同じ空の下でも

夏野レイジ

きっと、違う景色を見ている。

 ──別れのきっかけは高校卒業だった。

 でもなんとなくだけど、それはきっかけにすぎなかったんだと思ってる。


「あれからもう一年かぁ」


 卒業から一年、わたしは告白した桜並木の下へとやってきていた。

 他にはないレベルで有名な観光名所のせいか、家族連れやカップルが至る所に見える。


 独りぼっちなのはわたしぐらい。

 おしゃれ見てくれる人は誰もいない。

 ひゅるりと桜の香りを運ぶ風が、いたずらにロングスカートを揺らした。


「……今頃何してるんだろう」


 大学で彼女が出来てたりするのかな?

 そんな考えが頭をよぎり、胸の痛みにかき消される。


 卒業したら離れ離れになるって知った時、酷くショックだった。

 わたしの中でマサキはいつまでも一緒にいてくれる相手だったし、それはマサキも同じ考えだと思っていたから。

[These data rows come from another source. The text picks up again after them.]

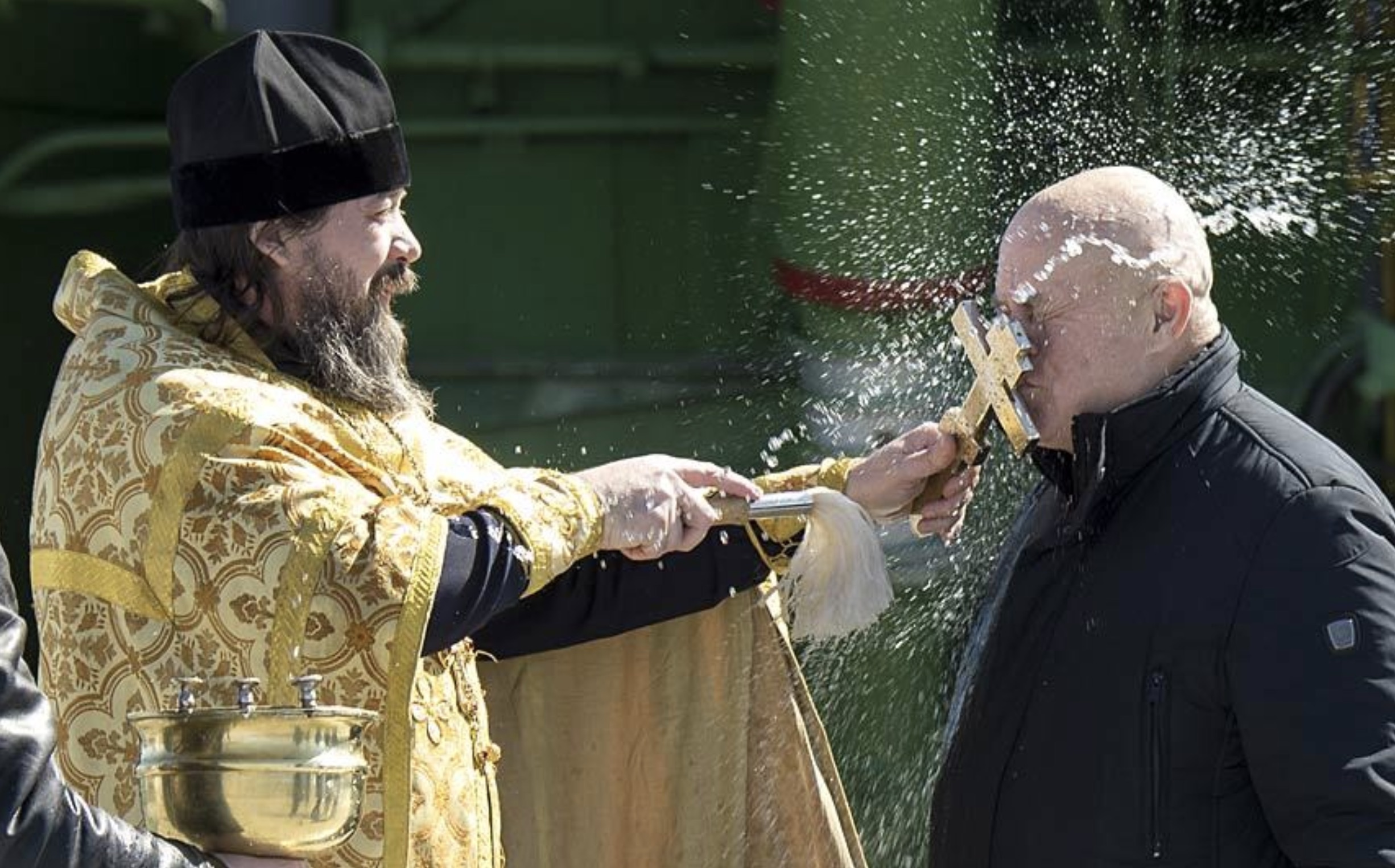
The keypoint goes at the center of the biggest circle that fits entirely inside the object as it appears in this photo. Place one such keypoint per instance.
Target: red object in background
(881, 295)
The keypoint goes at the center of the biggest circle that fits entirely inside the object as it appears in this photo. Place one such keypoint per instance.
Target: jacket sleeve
(1313, 700)
(42, 822)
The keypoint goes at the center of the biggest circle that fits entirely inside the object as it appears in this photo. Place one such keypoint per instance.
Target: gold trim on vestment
(402, 673)
(59, 570)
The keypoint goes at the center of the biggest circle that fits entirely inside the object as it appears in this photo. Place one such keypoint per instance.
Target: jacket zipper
(1157, 706)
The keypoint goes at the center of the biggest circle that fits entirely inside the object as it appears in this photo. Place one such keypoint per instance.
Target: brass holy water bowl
(274, 782)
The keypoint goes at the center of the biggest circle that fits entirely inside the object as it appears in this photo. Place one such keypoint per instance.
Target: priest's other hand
(255, 861)
(655, 504)
(888, 481)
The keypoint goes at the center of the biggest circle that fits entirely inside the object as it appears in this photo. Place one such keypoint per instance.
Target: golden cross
(999, 355)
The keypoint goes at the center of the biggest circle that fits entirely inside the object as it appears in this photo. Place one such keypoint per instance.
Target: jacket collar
(1111, 448)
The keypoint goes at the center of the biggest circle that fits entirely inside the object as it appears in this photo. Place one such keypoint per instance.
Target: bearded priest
(238, 478)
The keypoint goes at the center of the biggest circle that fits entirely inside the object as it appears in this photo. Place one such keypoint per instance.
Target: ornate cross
(999, 355)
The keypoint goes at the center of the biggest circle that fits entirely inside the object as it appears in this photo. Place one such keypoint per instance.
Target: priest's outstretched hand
(655, 504)
(888, 482)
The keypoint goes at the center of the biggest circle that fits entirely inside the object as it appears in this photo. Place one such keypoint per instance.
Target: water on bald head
(1111, 275)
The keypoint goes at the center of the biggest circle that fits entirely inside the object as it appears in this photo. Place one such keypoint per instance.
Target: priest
(239, 478)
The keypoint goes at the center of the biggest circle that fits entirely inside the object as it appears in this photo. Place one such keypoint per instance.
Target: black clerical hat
(278, 123)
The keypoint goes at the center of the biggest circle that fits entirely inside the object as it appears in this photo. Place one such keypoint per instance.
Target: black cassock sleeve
(483, 580)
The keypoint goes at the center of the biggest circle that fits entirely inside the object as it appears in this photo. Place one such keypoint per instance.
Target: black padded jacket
(1192, 660)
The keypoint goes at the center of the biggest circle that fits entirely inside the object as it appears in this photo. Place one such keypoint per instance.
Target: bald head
(1132, 228)
(1109, 272)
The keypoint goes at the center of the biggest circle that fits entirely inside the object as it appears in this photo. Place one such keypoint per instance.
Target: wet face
(1090, 330)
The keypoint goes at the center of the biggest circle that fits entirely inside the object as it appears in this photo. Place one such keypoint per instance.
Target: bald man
(1187, 652)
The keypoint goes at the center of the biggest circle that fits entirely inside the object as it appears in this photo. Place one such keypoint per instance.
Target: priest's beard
(350, 344)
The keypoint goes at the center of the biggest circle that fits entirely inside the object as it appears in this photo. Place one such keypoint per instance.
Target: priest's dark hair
(229, 267)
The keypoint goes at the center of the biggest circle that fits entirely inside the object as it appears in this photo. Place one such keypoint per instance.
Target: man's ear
(1172, 306)
(267, 238)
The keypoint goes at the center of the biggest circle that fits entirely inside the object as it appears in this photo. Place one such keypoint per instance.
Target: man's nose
(406, 246)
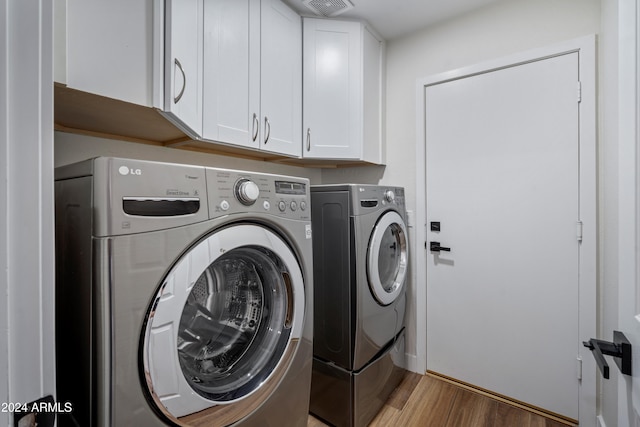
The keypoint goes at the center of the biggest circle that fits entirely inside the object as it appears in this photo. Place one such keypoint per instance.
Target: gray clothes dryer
(360, 266)
(184, 295)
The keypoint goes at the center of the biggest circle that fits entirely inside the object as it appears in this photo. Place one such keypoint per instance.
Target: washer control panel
(235, 192)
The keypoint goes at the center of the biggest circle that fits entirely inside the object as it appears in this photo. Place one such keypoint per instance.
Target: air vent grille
(328, 8)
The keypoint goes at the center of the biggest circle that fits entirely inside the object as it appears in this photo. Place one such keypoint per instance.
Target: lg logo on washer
(124, 170)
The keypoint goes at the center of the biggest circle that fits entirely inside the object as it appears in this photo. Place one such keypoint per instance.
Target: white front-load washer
(184, 295)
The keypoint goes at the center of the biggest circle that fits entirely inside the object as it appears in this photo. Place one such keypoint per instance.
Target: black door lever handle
(435, 247)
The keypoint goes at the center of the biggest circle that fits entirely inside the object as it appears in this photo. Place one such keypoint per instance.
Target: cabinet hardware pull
(256, 125)
(267, 128)
(184, 81)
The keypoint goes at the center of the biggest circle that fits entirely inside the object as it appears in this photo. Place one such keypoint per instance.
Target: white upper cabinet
(105, 48)
(281, 79)
(252, 75)
(183, 64)
(343, 87)
(231, 101)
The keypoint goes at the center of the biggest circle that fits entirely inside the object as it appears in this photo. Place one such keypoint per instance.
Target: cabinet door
(231, 81)
(332, 89)
(183, 62)
(281, 79)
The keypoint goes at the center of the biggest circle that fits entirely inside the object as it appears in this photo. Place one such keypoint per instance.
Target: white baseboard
(412, 364)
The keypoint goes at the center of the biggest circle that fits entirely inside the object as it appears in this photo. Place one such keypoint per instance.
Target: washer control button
(247, 192)
(389, 196)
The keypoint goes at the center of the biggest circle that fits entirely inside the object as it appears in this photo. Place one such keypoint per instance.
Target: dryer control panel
(237, 192)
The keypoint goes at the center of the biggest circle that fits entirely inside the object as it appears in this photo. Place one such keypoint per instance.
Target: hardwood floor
(430, 401)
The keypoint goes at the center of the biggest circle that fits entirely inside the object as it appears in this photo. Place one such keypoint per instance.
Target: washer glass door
(387, 257)
(223, 327)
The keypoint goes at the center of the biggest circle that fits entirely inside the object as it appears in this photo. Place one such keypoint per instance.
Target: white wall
(497, 30)
(27, 354)
(70, 148)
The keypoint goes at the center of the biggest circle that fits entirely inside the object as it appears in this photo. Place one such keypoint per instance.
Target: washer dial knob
(389, 196)
(247, 192)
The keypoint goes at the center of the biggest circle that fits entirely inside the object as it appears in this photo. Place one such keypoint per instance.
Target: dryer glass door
(387, 257)
(224, 326)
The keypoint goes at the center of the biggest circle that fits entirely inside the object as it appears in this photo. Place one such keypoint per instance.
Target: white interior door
(628, 212)
(502, 179)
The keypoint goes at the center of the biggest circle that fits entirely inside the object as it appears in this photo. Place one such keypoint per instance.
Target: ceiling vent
(328, 8)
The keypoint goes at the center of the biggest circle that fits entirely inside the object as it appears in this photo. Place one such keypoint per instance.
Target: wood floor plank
(427, 401)
(403, 392)
(429, 404)
(472, 409)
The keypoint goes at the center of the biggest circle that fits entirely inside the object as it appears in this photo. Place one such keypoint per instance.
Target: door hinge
(579, 231)
(579, 367)
(579, 92)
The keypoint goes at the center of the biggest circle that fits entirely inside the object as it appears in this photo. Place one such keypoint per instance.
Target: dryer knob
(247, 192)
(389, 196)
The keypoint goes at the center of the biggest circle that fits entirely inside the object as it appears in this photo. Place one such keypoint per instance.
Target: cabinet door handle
(184, 81)
(267, 129)
(256, 125)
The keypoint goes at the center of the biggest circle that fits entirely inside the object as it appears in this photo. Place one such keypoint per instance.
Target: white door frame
(628, 204)
(586, 48)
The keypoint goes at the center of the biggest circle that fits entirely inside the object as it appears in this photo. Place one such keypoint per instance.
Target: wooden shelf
(94, 115)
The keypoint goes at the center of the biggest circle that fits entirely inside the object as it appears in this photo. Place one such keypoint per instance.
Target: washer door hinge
(579, 231)
(579, 367)
(579, 92)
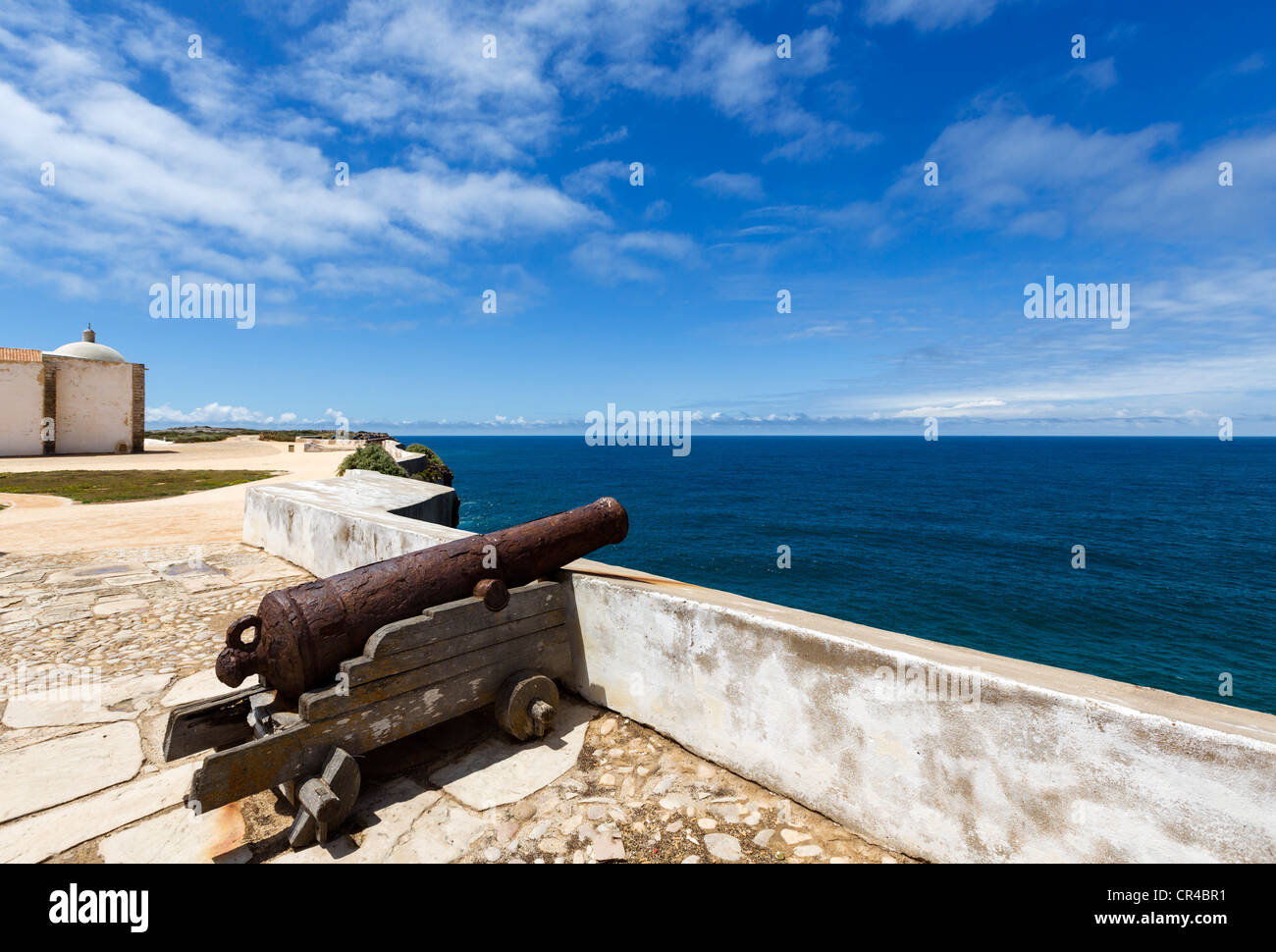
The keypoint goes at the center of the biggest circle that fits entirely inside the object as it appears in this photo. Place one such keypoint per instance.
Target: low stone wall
(939, 752)
(344, 522)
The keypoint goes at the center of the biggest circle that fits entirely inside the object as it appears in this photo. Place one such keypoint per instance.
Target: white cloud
(213, 413)
(930, 14)
(732, 184)
(630, 257)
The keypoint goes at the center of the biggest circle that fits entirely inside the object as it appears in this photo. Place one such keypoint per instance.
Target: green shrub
(435, 470)
(373, 458)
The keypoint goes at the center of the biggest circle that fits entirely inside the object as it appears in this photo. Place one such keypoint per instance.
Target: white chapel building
(84, 397)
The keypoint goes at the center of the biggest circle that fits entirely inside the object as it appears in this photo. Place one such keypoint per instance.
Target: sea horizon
(944, 540)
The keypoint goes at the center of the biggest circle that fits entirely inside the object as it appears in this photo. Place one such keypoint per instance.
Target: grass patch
(371, 458)
(124, 485)
(435, 470)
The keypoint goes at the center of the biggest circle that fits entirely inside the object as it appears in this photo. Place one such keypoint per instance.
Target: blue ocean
(962, 540)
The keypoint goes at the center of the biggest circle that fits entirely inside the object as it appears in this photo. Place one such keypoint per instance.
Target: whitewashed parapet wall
(939, 752)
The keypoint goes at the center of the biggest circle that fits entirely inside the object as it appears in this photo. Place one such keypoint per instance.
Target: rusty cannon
(358, 660)
(304, 633)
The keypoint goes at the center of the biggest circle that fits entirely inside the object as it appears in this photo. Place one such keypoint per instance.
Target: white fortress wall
(22, 404)
(94, 404)
(935, 751)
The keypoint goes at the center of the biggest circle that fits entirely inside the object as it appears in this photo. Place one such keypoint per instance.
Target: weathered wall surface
(994, 760)
(340, 523)
(94, 404)
(22, 399)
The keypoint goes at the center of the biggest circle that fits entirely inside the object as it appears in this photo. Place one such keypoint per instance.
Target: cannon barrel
(301, 634)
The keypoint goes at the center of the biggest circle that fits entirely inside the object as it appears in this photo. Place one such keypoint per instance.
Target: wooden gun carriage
(502, 646)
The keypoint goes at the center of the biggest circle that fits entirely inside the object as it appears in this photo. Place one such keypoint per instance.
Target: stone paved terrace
(84, 778)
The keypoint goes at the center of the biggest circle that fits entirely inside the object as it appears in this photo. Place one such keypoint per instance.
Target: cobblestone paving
(148, 623)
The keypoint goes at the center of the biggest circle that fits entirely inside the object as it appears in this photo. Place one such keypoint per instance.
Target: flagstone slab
(37, 837)
(93, 706)
(442, 835)
(198, 687)
(182, 836)
(56, 771)
(501, 771)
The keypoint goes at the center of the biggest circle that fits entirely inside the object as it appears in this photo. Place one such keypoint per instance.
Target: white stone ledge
(1049, 765)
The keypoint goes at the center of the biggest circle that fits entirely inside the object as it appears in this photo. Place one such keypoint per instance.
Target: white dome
(88, 348)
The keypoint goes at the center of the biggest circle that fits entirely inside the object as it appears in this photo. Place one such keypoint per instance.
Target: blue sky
(760, 173)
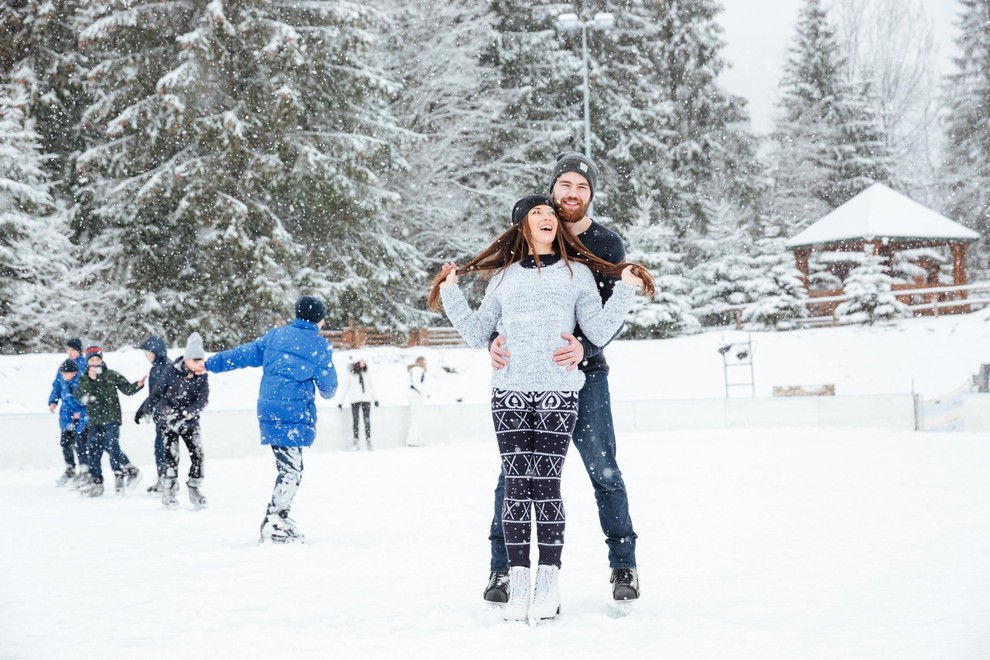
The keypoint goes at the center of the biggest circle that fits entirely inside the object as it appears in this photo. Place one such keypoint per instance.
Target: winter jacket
(67, 420)
(295, 358)
(358, 388)
(178, 398)
(100, 395)
(160, 367)
(56, 394)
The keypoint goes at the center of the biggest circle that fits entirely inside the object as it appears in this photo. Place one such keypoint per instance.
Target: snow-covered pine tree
(241, 159)
(968, 131)
(890, 48)
(43, 282)
(870, 299)
(863, 153)
(668, 132)
(42, 54)
(777, 288)
(539, 85)
(668, 313)
(724, 272)
(453, 199)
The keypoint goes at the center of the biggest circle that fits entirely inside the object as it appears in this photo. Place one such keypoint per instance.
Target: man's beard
(571, 215)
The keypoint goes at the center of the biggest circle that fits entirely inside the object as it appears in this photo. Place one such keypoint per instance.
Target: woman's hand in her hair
(630, 277)
(449, 271)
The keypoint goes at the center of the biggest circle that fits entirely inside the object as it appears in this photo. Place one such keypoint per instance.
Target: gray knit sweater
(531, 308)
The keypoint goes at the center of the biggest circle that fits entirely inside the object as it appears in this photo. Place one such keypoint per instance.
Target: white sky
(757, 33)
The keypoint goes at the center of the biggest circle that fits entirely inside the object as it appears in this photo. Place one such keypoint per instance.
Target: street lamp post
(570, 23)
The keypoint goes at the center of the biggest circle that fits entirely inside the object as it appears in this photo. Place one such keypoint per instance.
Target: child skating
(296, 361)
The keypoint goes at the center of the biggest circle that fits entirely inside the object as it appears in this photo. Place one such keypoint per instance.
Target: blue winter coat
(62, 390)
(296, 361)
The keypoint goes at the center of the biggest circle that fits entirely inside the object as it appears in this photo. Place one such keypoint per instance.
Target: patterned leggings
(533, 431)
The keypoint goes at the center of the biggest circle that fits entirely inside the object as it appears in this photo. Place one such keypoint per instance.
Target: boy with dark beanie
(97, 390)
(296, 361)
(573, 182)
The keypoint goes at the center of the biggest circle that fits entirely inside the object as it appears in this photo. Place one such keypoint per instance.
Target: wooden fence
(352, 336)
(922, 301)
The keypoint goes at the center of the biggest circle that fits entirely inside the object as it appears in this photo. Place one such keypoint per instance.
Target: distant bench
(352, 337)
(804, 390)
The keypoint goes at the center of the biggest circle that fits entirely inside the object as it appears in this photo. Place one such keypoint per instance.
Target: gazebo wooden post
(959, 269)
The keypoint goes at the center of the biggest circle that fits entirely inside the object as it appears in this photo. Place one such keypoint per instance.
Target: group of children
(545, 283)
(90, 417)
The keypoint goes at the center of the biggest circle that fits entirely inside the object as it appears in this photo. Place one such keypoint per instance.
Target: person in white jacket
(418, 383)
(359, 393)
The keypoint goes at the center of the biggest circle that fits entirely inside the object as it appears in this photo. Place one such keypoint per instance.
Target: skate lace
(498, 580)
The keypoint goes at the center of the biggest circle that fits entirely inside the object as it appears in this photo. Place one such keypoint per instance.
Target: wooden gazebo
(882, 221)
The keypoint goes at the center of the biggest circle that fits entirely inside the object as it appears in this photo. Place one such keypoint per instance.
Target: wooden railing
(922, 301)
(351, 337)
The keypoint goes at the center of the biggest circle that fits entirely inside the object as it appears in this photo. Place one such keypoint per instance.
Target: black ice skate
(278, 527)
(169, 490)
(625, 584)
(195, 495)
(92, 489)
(133, 476)
(497, 590)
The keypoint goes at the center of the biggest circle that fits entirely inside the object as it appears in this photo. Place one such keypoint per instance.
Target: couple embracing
(559, 290)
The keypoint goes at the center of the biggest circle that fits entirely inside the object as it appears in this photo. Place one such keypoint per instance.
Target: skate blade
(535, 621)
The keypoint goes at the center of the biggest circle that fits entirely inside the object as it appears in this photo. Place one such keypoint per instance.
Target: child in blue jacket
(71, 420)
(296, 361)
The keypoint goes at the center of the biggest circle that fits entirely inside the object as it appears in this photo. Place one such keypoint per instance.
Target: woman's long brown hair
(514, 245)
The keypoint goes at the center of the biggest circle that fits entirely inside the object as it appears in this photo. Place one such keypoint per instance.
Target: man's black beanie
(572, 161)
(310, 309)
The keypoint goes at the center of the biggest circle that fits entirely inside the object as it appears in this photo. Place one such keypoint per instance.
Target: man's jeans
(594, 438)
(105, 437)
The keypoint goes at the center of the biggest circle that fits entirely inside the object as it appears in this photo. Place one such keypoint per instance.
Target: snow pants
(533, 430)
(74, 447)
(288, 462)
(170, 440)
(105, 438)
(357, 409)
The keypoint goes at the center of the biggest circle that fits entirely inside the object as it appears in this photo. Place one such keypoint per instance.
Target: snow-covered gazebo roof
(878, 213)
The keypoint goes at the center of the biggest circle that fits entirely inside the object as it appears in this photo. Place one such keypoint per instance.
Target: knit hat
(572, 161)
(521, 208)
(194, 348)
(310, 309)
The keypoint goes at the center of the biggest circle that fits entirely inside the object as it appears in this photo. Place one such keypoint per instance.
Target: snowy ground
(792, 544)
(765, 544)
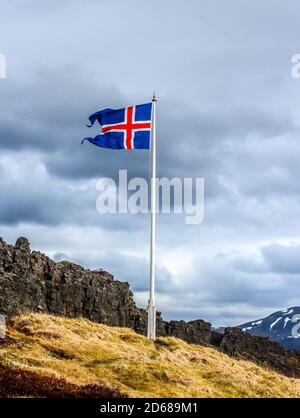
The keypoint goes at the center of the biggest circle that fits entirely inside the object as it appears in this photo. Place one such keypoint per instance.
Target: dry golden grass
(83, 352)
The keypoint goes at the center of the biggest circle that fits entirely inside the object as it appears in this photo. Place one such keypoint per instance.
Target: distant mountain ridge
(281, 326)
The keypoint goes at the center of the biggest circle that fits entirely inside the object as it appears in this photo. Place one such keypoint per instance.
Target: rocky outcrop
(32, 282)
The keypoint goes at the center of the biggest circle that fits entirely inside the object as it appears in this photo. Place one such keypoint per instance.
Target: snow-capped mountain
(282, 326)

 マサキは冷たいわけじゃなかったし、何度もデートを楽しんだ。誕生日にはプレゼントを用意してサプライズもしてくれた。多分、彼なりに大切にしてくれたんだとは思う。


 でも、なんていうんだろう。

 わたしが想っているほど彼はわたしを想っていなかったんだなって。

 そう気づいたのは、別れて半年ぐらいの頃だった。


「未練がましいよね、わたしも」


 苦笑いが漏れる。

 どれだけ好きなんだか。 

 好きだった、にならないあたり相当でしょ。


 最初は部活中のかっこよさと可愛い笑顔のギャップにときめいた。

 いざ付き合ってみたら意外と器用なところやマメさに驚いた。


 マサキと付き合っていた一年は、大学で過ごした一年よりも鮮明で。

 だからわたしはここに来た。


「すぅ……はぁ……」


 ネイルを整えた手でスマホを握る。

 肺いっぱいにパステル色の風を込める。

 そして、ゆっくりと通話ボタンを押した。


「久しぶり、マサキ。元気にしてた? ……って、すごく寝起きな声だね」


 コールが終わったのは十秒ほど後。 

 帰ってきたのは、ガサガサに掠れた声だった。


 もしかしてこの時間まで寝てたの?

 あたしの友だちにも生活リズムが崩れてる子はいるけど、さすがに午後も回ってるよ?

 少し、心配になる。

 

「なんとなく声が聞きたくなっちゃって。近況報告、みたいな」


 桜の幹にもたれかかって、いくらかたわいもない話を繰り広げる。

 大学で一年過ごしてどうだったとか、面白い友だちの話とか。

 付き合ってる相手はいるのかとか。


 返ってきた答えはノー。

 心臓が跳ねる。唇が乾く。

 そして、


「じゃあさ、あたしたちもう一回付き合わない?」


 言った。

 あの時と同じ状況、あの時と似た言葉。

 違うのはマサキがここにいないだけ。


「……」


 ここではないどこかで彼が押し黙る。

 スマホを当てていない反対側の耳から、人々の喧騒がやけに大きく聞こえてくる。


 ──直観。


 そういうものが動物にはあるらしい。

 これまでの経験から来る考えだったり、思いつきだったり。

 

 なんとなく、なんとなくだけど。

 今、マサキが言葉を選んでいるのが分かった。

 それは多分私を傷つけないための言葉で。


「──」


 告げられた言葉は、聞き間違えるはずもない謝罪だった。

 スマホを持つ手から力が抜ける。


「冗談だよ」


 じゃあ、またね。

 そう言ったのは最後の意地。

 通話を切った途端、全身を支えていたものがなくなった。


 とさり。その場に座り込む。

 泣くつもりじゃなかったのに。

 どうせ今言ったって断られることは分かっていたはずなのに。


 ぼやけた視界で見上げた空は、一面花弁色に染まっていた。


 きっとこの空をマサキは見ていない。

 きっとこれから先も同じ想いを抱くことはない。


 それでも、あたしはまだ君に恋してる。